From today’s entry in Voices of Recovery:

“If we are to reach an informed decision, the group will need to take into account everybody’s needs and ideas. For this reason, OA groups give all viewpoints a full hearing—even minority viewpoints.” — The Twelve Steps and Twelve Traditions of Overeaters Anonymous, p. 120


This brings to mind my first day at a new work assignment about ten years ago.  The team I had just joined was having their morning meeting, and each described their issues of the day.  While I fully expected to just listen to my first morning meeting and participate in future ones, they turned to me and asked me what my thoughts were.  Me!  I just got there!  I thought I was supposed to be quiet and learn, but they recognized me as the opportunity for a fresh perspective, and in the process, made me feel a part of the group right from the outset.  This showed me how affirming inclusion can be.


The good of OA depends on the good of the newcomer.  If folks come to our meetings and find themselves even the slightest bit outcast, they won’t return.  Without newcomers, the organization will die of old age.  Giving everyone an equal say ensures that we not only get a rounded understanding from which to make decisions, but that our group is healthy, growing, and serving its purpose.

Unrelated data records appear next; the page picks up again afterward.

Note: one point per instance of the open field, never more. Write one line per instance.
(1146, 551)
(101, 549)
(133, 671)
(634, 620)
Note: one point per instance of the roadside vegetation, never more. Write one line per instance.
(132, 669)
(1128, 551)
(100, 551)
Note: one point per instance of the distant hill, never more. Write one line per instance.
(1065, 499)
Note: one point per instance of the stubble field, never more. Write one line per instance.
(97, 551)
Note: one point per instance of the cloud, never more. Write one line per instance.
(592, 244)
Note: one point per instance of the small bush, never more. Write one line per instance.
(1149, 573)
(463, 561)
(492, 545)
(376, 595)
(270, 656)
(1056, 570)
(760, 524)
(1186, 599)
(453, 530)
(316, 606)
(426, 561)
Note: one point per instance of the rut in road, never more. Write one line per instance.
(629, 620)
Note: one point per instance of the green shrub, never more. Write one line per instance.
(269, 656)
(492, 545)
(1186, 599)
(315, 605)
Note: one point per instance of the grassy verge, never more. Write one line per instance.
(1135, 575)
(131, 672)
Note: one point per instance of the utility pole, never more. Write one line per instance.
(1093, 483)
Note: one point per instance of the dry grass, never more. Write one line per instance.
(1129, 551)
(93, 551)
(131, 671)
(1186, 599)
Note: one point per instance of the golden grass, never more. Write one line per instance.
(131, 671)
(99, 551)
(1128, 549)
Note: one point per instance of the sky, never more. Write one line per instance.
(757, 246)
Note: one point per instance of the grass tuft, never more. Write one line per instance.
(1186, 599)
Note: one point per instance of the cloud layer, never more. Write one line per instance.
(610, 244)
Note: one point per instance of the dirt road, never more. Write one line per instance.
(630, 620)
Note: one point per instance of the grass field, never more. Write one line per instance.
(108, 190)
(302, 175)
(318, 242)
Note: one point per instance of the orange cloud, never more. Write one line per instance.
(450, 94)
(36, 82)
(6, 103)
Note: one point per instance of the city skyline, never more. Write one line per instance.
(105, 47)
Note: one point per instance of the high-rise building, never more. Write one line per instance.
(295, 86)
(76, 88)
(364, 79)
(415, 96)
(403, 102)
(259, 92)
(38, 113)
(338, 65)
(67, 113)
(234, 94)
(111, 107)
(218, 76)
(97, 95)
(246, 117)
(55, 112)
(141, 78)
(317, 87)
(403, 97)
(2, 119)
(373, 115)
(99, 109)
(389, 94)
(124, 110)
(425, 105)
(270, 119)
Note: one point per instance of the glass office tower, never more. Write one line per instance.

Listening to others is a valuable way to invest my time!


From Proverbs 11:

10 When the righteous prosper, the city rejoices;
when the wicked perish, there are shouts of joy.”

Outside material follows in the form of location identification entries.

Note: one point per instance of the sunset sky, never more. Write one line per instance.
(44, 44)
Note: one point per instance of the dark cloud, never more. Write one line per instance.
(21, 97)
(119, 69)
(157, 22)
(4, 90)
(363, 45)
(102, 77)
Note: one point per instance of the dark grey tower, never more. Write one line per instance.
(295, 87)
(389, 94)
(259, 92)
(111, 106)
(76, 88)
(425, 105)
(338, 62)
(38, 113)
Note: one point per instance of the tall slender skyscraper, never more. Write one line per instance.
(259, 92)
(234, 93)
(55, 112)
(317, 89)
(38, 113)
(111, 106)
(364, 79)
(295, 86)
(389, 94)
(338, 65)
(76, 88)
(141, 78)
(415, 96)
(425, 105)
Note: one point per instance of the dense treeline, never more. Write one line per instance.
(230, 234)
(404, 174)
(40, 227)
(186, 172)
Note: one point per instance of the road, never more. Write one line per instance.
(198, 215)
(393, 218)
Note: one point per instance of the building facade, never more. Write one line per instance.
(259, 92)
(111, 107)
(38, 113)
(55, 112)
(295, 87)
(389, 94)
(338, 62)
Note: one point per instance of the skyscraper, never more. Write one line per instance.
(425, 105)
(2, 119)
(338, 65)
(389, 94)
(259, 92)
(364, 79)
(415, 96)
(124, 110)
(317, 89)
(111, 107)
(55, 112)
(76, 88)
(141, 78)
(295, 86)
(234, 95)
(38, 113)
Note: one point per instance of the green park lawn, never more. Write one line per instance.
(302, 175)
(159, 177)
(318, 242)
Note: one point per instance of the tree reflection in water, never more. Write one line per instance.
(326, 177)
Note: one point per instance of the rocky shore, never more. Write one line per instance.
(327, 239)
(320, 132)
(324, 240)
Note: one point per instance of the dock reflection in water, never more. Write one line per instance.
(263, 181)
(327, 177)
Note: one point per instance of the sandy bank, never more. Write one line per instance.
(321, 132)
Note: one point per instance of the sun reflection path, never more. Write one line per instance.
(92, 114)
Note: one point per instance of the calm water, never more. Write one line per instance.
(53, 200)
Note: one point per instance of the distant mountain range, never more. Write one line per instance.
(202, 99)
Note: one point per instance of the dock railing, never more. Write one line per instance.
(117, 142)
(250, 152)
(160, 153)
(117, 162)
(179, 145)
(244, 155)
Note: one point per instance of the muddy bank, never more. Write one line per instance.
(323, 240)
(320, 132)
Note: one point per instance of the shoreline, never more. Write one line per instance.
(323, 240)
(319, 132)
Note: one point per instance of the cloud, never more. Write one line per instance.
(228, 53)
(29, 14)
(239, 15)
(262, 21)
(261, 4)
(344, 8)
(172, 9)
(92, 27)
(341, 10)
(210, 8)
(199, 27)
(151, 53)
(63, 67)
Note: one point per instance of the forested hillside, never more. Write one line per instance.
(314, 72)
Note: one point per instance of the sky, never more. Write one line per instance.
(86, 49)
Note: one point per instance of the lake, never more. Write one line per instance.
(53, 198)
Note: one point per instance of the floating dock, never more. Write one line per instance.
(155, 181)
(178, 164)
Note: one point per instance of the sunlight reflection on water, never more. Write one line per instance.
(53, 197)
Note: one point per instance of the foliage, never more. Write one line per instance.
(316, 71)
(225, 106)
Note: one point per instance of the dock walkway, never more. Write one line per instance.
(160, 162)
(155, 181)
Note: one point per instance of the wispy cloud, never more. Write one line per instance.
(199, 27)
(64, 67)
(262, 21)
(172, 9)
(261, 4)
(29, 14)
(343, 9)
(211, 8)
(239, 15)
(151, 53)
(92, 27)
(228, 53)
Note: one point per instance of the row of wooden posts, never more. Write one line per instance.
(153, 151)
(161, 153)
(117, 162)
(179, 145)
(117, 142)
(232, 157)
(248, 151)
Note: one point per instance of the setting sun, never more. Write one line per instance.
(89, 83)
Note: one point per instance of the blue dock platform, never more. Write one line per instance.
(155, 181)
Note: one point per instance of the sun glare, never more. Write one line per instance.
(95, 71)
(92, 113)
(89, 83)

The masses do associate with their individuals!  I find it amusing to watch people overreach to find a connection to the dramatic events of others.  There is something in us that makes us want to be connected with whatever is going on.  You have probably observed the man-on-the-street interview after a newsworthy incident, in which the connection is so ridiculous you wondered why the news team didn’t search a little harder for someone with more of a clue.  “I didn’t actually see it, but my cousin’s dog-walker is related to a guy who was actually there, and I think it’s really too bad what happened.”  We have all done similar things, like when someone tells a story, and we feel compelled to share one similar as though we were reaching to pull together the common experiences that until their sharing were separated by time and space.


The joy of the collective is tied to the achievements of its members.  I think it is one of the evidences that we were not made to live in isolation.  Community is in our nature.  We seem to have been designed with fellowship as part of our basic programming.  Solomon knew this, and this proverb points out that we celebrate when good things happen in and for our group.


From my reading through the Bible, currently in Isaiah 43:

In this chapter, I read of a purpose for the programming identified in the Proverb, and an explanation for our coded craving for community.  We celebrate the rising of the righteous as one because we were designed to celebrate and testify to the existence of the Righteous One.


“Lead out those who have eyes but are blind,
who have ears but are deaf.”
10 “You are my witnesses,” declares the Lord,
“and my servant whom I have chosen,
so that you may know and believe me
and understand that I am he.

Before me no god was formed,
nor will there be one after me.
11 I, even I, am the Lord,
and apart from me there is no savior.”


God says that even the wild animals honor Him, but it is His people He has created for the purpose of testifying to His goodness.


21     the people I formed for myself
that they may proclaim my praise.


I cannot read this chapter without paying attention to two of my favorite verses, which are contained within it.  My first acquaintance with them (that I recall) was when I was engaged to my wife.  She, a cancer survivor, had recently come through a lonely, dark, scary season of her life, and this was the promise she clung to as she emerged from her battle with physical illness and stepped into a new life filled with relationship, love, and hope.


18 “Forget the former things;
do not dwell on the past.
19 See, I am doing a new thing!
Now it springs up; do you not perceive it?
I am making a way in the desert
and streams in the wasteland.”


I weep to consider the dry brittleness of my own spirit when hopelessness was the attitude of the day.  The wilderness through which Israel was led and the daily portions with which they were fed were the physical foreshadows of God’s preservation and direction of my life though the struggles that brought me to the goodness of His promise.


Thank You, Papa, for seeing me through.  You hold my yesterdays, my today, and my tomorrows.  May I live my today in such a way as to bring You honor.


From the “Big Book” of Alcoholics Anonymous, page 15:

“There is scarcely any form of trouble and misery which has not been overcome among us.  … We meet frequently so that newcomers may find the fellowship they seek.”